Il primo è legato alla necessità, come già detto - per garantire alla mamma e al bambino un’adeguata assistenza al momento
del parto, oltre che per un razionale utilizzo delle risorse - di applicare fino in fondo il documento della Conferenza StatoRegioni realizzando solo “punti nascita” con parti > ai 1000 nati.
Il secondo è legato alla situazione di carenza dei pediatri ospedalieri di Ravenna e, più in generale, in tutta la AUSL
Romagna. Una carenza cronica che, collegata all’attivazione della guardia pediatrica h24 nei punti nascita con meno di 1000
parti anno, rischia di mettere a rischio le attività ambulatoriali e Day Hospital molto importanti per garantire assistenza e
continuità a bambini con malattie croniche e disabilità, distogliendo inoltre risorse da settori della pediatria, neuropsichiatria
infantile e servizi sociali in grave sofferenza. Si pensi, inoltre, che la situazione è destinata a peggiorare se sono vere le
proiezioni e le stime che danno una riduzione del numero dei pediatri, entro il 2025, dagli attuali 15mila a poco più di 8mila.
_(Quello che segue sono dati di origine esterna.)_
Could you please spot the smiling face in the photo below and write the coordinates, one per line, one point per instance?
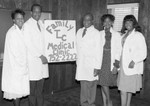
(129, 25)
(87, 21)
(19, 20)
(108, 23)
(36, 13)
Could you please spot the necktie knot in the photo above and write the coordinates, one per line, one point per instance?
(84, 32)
(38, 26)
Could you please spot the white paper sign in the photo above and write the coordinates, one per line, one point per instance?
(60, 40)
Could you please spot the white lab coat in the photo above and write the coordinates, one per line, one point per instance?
(89, 54)
(134, 49)
(115, 45)
(15, 74)
(34, 39)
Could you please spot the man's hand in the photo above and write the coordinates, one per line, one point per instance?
(96, 72)
(131, 65)
(114, 70)
(43, 59)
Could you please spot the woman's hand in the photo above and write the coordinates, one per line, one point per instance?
(131, 65)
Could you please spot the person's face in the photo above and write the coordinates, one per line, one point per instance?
(87, 21)
(36, 13)
(19, 20)
(129, 25)
(108, 23)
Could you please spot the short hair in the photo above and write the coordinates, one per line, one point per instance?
(89, 14)
(135, 23)
(109, 16)
(17, 11)
(36, 5)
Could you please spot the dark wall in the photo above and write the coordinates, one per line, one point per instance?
(25, 4)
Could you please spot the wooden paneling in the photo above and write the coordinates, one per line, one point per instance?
(122, 1)
(25, 4)
(62, 75)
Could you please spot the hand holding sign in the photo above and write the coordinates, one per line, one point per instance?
(43, 59)
(60, 40)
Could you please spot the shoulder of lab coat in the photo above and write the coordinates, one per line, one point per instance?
(12, 38)
(28, 40)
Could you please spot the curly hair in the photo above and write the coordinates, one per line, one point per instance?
(135, 23)
(105, 16)
(17, 11)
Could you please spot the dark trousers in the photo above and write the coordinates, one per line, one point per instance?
(36, 93)
(88, 93)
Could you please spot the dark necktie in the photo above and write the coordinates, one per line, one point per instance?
(84, 32)
(38, 26)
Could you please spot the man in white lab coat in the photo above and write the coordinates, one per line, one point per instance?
(89, 58)
(37, 62)
(15, 74)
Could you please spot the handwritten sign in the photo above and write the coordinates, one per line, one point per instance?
(60, 40)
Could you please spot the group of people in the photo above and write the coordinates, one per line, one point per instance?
(24, 65)
(106, 58)
(109, 58)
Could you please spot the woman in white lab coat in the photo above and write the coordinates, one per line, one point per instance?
(15, 76)
(111, 56)
(134, 52)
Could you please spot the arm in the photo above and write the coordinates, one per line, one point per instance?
(98, 49)
(140, 51)
(14, 49)
(118, 50)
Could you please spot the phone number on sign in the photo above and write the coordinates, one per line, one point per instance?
(59, 58)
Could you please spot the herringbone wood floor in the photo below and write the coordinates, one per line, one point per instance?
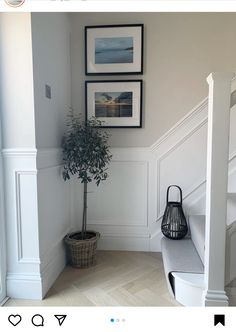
(120, 278)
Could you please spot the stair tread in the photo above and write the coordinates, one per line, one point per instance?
(195, 279)
(180, 256)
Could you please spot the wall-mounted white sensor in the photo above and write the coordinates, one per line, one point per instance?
(48, 91)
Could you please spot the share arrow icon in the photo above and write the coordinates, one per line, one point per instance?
(60, 319)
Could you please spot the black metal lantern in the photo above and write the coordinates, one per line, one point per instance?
(174, 224)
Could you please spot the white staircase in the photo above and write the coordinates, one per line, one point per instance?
(212, 239)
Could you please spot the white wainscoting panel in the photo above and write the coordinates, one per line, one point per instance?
(54, 212)
(123, 198)
(23, 261)
(38, 216)
(27, 212)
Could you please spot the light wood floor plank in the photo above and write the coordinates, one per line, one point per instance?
(119, 278)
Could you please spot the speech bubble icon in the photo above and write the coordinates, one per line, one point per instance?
(37, 320)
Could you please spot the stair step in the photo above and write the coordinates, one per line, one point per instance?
(188, 288)
(197, 230)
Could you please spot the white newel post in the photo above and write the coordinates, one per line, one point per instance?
(216, 188)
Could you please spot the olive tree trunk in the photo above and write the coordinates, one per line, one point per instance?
(85, 207)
Il rischio vero, se non si pone un rimedio è che nei prossimi anni anche in Italia, com’è già accaduto nel resto d’Europa,
saremo costretti a fare a meno del medico dell’infanzia riportando le sue competenze al medico di medicina generale.
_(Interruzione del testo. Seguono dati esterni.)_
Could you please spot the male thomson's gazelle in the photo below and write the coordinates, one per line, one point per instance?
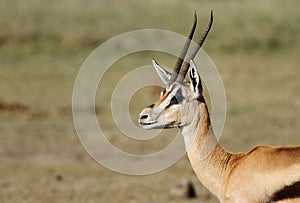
(263, 175)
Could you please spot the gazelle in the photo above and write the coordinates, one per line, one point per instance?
(265, 174)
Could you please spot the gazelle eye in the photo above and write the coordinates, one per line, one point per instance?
(162, 93)
(174, 101)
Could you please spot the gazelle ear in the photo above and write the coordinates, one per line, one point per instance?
(164, 75)
(195, 84)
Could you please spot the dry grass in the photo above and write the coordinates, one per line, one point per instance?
(255, 46)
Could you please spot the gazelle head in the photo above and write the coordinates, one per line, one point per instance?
(179, 100)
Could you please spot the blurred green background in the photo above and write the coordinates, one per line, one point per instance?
(255, 45)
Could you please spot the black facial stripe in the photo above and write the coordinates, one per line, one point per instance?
(151, 106)
(288, 192)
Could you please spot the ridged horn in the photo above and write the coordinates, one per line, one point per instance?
(183, 51)
(186, 63)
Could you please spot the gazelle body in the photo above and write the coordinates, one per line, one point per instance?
(263, 175)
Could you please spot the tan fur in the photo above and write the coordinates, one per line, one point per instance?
(243, 177)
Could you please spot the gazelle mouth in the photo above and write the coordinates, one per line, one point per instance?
(145, 124)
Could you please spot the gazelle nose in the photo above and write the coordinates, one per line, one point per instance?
(144, 117)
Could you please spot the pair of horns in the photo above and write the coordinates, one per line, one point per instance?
(180, 70)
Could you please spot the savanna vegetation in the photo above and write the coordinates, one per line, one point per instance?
(254, 44)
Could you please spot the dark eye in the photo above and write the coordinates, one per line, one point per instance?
(174, 101)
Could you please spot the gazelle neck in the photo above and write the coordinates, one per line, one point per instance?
(208, 159)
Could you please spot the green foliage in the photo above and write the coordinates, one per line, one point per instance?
(255, 45)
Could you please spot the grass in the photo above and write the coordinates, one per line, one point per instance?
(254, 44)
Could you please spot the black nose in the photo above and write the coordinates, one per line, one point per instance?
(144, 116)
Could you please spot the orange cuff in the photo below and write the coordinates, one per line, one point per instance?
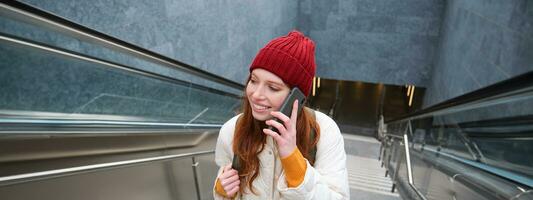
(219, 189)
(295, 167)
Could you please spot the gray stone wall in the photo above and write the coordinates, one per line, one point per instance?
(482, 43)
(378, 41)
(221, 37)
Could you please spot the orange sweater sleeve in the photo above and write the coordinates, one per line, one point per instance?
(219, 189)
(295, 167)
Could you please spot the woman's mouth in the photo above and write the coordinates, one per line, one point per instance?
(259, 108)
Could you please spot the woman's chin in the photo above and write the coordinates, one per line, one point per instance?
(261, 116)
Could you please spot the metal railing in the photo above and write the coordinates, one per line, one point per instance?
(515, 89)
(71, 171)
(33, 15)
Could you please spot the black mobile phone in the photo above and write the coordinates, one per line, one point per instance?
(286, 107)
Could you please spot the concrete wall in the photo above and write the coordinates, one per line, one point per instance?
(221, 37)
(379, 41)
(483, 42)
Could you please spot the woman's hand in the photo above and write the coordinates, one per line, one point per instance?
(229, 179)
(286, 139)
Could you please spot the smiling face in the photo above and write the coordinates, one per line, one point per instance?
(266, 92)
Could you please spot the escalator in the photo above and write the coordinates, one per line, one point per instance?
(84, 115)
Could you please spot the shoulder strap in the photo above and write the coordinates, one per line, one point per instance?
(312, 135)
(235, 164)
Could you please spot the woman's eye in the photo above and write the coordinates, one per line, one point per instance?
(274, 88)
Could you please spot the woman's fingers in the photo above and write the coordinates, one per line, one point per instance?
(232, 191)
(232, 185)
(277, 125)
(294, 114)
(228, 174)
(280, 116)
(274, 135)
(228, 181)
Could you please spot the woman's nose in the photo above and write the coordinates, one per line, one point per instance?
(258, 93)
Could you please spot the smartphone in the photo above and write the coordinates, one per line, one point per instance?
(286, 107)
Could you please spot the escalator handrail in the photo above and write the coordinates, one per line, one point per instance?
(519, 82)
(43, 175)
(64, 52)
(89, 34)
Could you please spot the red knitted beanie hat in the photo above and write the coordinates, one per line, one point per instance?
(292, 58)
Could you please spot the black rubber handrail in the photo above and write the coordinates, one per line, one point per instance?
(123, 45)
(512, 84)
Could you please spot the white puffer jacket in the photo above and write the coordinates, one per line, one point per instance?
(327, 179)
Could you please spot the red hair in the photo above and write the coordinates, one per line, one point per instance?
(249, 140)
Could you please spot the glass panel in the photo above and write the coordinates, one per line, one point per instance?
(94, 80)
(494, 134)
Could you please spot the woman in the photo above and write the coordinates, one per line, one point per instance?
(281, 165)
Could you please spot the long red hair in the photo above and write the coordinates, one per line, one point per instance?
(249, 140)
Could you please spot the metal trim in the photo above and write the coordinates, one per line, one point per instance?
(43, 175)
(40, 17)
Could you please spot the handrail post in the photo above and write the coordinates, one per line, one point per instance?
(396, 171)
(195, 173)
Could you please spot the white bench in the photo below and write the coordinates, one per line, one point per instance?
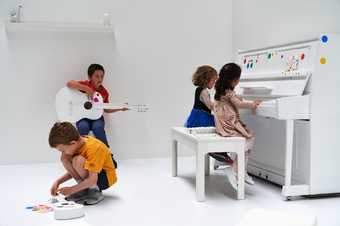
(204, 140)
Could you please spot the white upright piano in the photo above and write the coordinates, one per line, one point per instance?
(297, 127)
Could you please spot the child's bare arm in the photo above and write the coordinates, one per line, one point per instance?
(59, 181)
(72, 84)
(205, 98)
(67, 162)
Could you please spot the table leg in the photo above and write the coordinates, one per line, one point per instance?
(241, 174)
(200, 177)
(174, 155)
(207, 164)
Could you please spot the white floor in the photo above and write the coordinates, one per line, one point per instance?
(146, 194)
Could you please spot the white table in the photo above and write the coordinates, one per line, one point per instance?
(205, 141)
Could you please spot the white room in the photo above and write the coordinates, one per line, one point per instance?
(146, 54)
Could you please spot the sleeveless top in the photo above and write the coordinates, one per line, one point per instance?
(198, 104)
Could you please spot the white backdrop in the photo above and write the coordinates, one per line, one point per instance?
(156, 48)
(262, 23)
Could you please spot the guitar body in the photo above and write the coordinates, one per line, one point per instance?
(73, 105)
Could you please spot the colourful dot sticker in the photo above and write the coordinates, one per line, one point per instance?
(324, 38)
(323, 60)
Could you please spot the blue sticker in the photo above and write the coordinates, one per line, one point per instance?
(324, 38)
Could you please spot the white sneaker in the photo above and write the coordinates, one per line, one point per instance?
(218, 165)
(231, 175)
(248, 179)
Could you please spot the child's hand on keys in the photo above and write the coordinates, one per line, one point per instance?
(256, 103)
(54, 188)
(66, 191)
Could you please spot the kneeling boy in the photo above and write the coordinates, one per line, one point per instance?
(86, 159)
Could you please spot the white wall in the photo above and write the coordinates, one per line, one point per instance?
(261, 23)
(156, 47)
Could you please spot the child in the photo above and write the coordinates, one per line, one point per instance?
(227, 117)
(86, 159)
(204, 78)
(95, 74)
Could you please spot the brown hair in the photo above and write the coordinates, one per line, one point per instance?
(62, 133)
(203, 75)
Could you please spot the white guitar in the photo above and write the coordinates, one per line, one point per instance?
(73, 105)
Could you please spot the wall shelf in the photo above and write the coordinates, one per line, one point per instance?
(58, 27)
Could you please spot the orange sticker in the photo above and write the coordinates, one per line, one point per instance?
(323, 60)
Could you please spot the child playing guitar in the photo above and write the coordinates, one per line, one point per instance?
(94, 84)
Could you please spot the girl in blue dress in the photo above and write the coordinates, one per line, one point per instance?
(200, 116)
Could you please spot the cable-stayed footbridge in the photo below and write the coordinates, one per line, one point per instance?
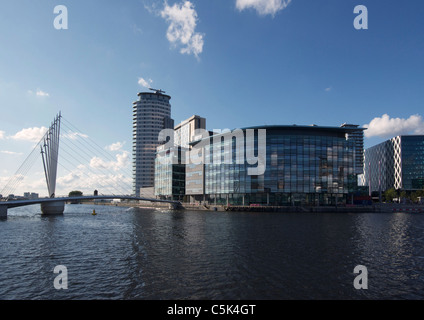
(48, 146)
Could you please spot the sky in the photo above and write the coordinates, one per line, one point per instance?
(237, 63)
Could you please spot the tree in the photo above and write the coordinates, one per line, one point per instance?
(75, 194)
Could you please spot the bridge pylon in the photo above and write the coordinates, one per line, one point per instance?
(50, 154)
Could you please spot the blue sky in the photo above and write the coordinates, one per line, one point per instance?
(303, 63)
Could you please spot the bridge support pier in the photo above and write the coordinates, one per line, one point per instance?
(3, 212)
(53, 208)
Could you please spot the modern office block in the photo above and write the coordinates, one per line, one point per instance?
(396, 163)
(308, 165)
(151, 114)
(358, 136)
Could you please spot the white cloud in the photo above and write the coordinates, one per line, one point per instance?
(145, 83)
(115, 146)
(122, 160)
(391, 127)
(182, 20)
(40, 93)
(263, 7)
(11, 152)
(30, 134)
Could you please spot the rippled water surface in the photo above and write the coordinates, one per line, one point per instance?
(127, 253)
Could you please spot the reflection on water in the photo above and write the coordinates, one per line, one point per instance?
(126, 253)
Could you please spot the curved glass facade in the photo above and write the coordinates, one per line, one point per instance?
(304, 165)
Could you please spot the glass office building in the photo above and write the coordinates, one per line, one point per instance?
(305, 165)
(169, 173)
(151, 114)
(396, 163)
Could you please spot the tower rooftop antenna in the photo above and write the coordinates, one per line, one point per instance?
(157, 91)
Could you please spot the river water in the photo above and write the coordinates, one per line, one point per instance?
(129, 253)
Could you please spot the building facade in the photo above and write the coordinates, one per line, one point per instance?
(396, 163)
(170, 173)
(151, 114)
(358, 136)
(173, 174)
(304, 165)
(185, 131)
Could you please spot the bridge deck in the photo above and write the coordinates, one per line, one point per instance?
(20, 203)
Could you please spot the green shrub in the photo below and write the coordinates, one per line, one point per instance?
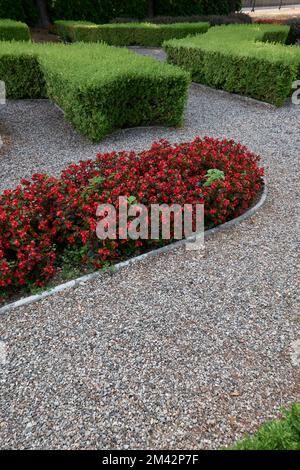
(214, 20)
(20, 10)
(127, 34)
(100, 88)
(239, 59)
(66, 29)
(99, 11)
(294, 34)
(102, 11)
(281, 434)
(196, 7)
(10, 29)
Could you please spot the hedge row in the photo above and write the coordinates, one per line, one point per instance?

Sono queste le questioni che dovrebbero preoccupare AUSL, amministratori e cittadini. Problemi importanti se confrontati alle
pseudo-urgenze pediatriche o alla riduzione di punti nascita dove, nella quasi totalità dei casi, fortunatamente, si ricoverano
puerpere per poco più di 2 giorni, per 1 o 2, raramente, 3 volte nella vita!"